After a very confusing passage through a forest (the presence of waymarked bridleways which don't exist on the map served to cause the confusion, misdirection and backtracking), we arrived in Strata Florida, a place which comprises only a very small chapel, a very large graveyard, some abbey ruins, a car park and some toilets. The latter served us well, as I brewed up some tea in the shelter of the ladies and we sat in the lee of the building for our lunch. As an added bonus, there were hints of sunshine and the oppressive cloud cover of the last few days had become less threatening, fluffier clouds. I was even so brave as to take off my overtrousers!
After our third 'official footpath rerouting' of the day (I'm all for the diversion of footpaths such that they don't pass through farmyards, but it would be nice if the diversion was made clear before you've walked 250 yards too far!), we headed up into llyn country. Bizarrely, along the perfectly good track, there were waymarker posts galore. We'd seen none on the indistinct bridleway of the morning.

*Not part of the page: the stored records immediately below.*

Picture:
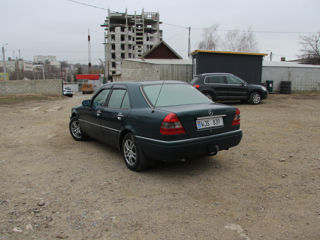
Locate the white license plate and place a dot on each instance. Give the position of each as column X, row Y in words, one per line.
column 209, row 123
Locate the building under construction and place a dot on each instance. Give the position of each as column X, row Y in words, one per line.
column 129, row 36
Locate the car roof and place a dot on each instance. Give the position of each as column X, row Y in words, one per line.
column 205, row 74
column 144, row 83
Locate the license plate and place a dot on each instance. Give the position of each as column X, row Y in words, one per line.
column 209, row 122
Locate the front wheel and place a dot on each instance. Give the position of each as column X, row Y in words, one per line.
column 255, row 98
column 132, row 154
column 75, row 130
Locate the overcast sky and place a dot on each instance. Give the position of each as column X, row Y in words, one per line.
column 60, row 27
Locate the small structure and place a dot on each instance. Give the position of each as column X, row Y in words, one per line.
column 155, row 69
column 247, row 66
column 161, row 51
column 92, row 80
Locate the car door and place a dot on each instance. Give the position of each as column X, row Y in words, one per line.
column 90, row 116
column 114, row 115
column 237, row 88
column 218, row 85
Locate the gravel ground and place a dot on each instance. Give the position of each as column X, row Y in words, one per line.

After a little road section, we got to the fourth part of the day, which I expected to see us down to 1mph. It's lumpy bumpy terrain, with no paths marked and with the suggestion of bogginess (yes, more!). That section turned out to be a positive joy.
First there was the stumbling across of a bothy. Often when we see a remote building marked on a map I'll joke about it being a bothy whereas usually it's a ruin or a sheepfold. It hadn't even crossed my mind that this one would be anything interesting, but it turned out to be a bothy with a gas cooker, hot and cold running water and a flush toilet. With two chaps, John and Mike in residence, and with a massive fire burning, it was so very tempting to stay.
We did stay for a cup of tea and a chat, and mumbled about the possibility of cutting short and getting up mega early in the morning to make up the distance. However, tomorrow is looking to be another hard day (as is every day except Saturday week, actually), and the desire not to make it even harder won over the desire for another night of comfort.
To round off the day nicely, the arduous yomp to our night stop turned out to be a reasonably straight forward yomp. Like this morning, by taking a line over the tops of some lumps we avoided the worst off the tussocks and bogs and found vehicle tracks for much of the way.
We had wanted to walk a little bit further than we have, but we employed the rule of 'if you see a really good pitch within half a mile of the end of the day (or within half an hour of sundown), then use it'. It's a tad breezy, having no shelter at all, and that wind is chilling indeed, but it's a good pitch in a spectacular spot in this lumpy landscape speckled with llyns.
So, another enjoyable day inspite of the weather (and the constant wading through bogs). I imagine there'd be superlatives galore if we could have a day of sunshine!